Michael42 · ‎11-11-2022

Input Data:

One batch load of a daily dataset, roughly 10 million items a day of transactions.
Another daily batch load of roughly the same size.
Each row in one dataset should have a corresponding row in the other dataset.

Problem to solve:

The problem is to identify which rows in each dataset that are related.
This is a matching problem that could be describe as a series of one-to-one inner joins between the two datasets.
Join columns are always account/date/and amount.
However there are also varying matching rules, on additional columns of each dataset, that need to be explored if multiple rows are found to match up on either side after applying the basic rule above. For example, when multiple rows on each side have the same account and date, but that have amount values that are very common.
In addition, sometimes a matching item from one dataset on any given day may not arrive in the other dataset until the following day, or perhaps even several days later.

Output:

Matched rows: Once a unique set of one-to-one matches are found, they can be offloaded to a result set of matched rows.
Unmatched rows: remaining unmatched rows from either side should be added to tomorrow's dataset for subsequent matching on a later day.
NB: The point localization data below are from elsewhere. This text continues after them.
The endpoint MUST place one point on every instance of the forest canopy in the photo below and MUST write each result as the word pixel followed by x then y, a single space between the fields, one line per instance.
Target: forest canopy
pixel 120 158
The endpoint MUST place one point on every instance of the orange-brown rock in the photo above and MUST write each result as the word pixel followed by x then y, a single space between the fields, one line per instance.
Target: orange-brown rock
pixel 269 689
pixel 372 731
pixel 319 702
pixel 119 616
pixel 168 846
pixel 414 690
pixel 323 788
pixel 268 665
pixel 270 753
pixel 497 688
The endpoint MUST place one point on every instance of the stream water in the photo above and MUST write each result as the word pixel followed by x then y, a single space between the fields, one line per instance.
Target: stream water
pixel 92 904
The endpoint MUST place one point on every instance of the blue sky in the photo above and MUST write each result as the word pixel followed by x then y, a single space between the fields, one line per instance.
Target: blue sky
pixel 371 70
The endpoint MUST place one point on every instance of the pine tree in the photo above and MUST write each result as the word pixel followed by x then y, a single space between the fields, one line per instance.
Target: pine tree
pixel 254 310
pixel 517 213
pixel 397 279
Curious about what techniques someone might use to go about solving this using databricks.

I am new to databricks, having only recently received a data engineering associates cert.

There are additional nuances to the problem I can get into if the discussion proceeds further. Apologies if this discussion seems inappropriate for this forum.

Lennart · ‎11-13-2022

I've dealt with something similar in the past.
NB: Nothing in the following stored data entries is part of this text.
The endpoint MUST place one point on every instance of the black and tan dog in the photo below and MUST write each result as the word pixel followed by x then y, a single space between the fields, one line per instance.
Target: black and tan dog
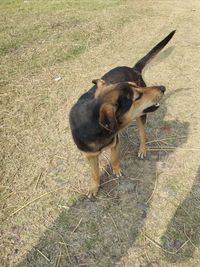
pixel 116 99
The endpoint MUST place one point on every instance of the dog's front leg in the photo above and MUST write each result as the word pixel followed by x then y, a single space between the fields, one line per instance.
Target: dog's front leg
pixel 95 178
pixel 140 121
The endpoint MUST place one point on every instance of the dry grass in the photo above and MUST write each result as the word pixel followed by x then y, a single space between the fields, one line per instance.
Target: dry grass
pixel 50 51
There was an order system that had order items that was supposed to be matched up against corresponding products in another system that acted as a master and handled invoicing.

As for unqiue considerations for doing this with databricks, maybe see if you can get the rows that needs to be joined unto the same worker so you can avoid shuffeling after the initial read?

Another thing to watch out for with this kind of problem is if you have rules where you have multiple candidates for matching, but where what gets matched depends on if a record is already matched.

In that case you may have some kind of reccursive problem on your hand, that can keep producing additonal matches when you run the same operation multiple times on the same dataset.

As for how to deal with this, atleast try to give all the rows unique keys to reduce the complexitiy of the queries/cognetive overhead when trying to deal with the business rules.

Also consider making a link/junction table and store the matched key pairs with useful metadata like timestamp, matching rule used etc. Keys missing from that table would automatically be elligible for future matching and it can be used to join the tables back together again in other contexts without reproducing the logic.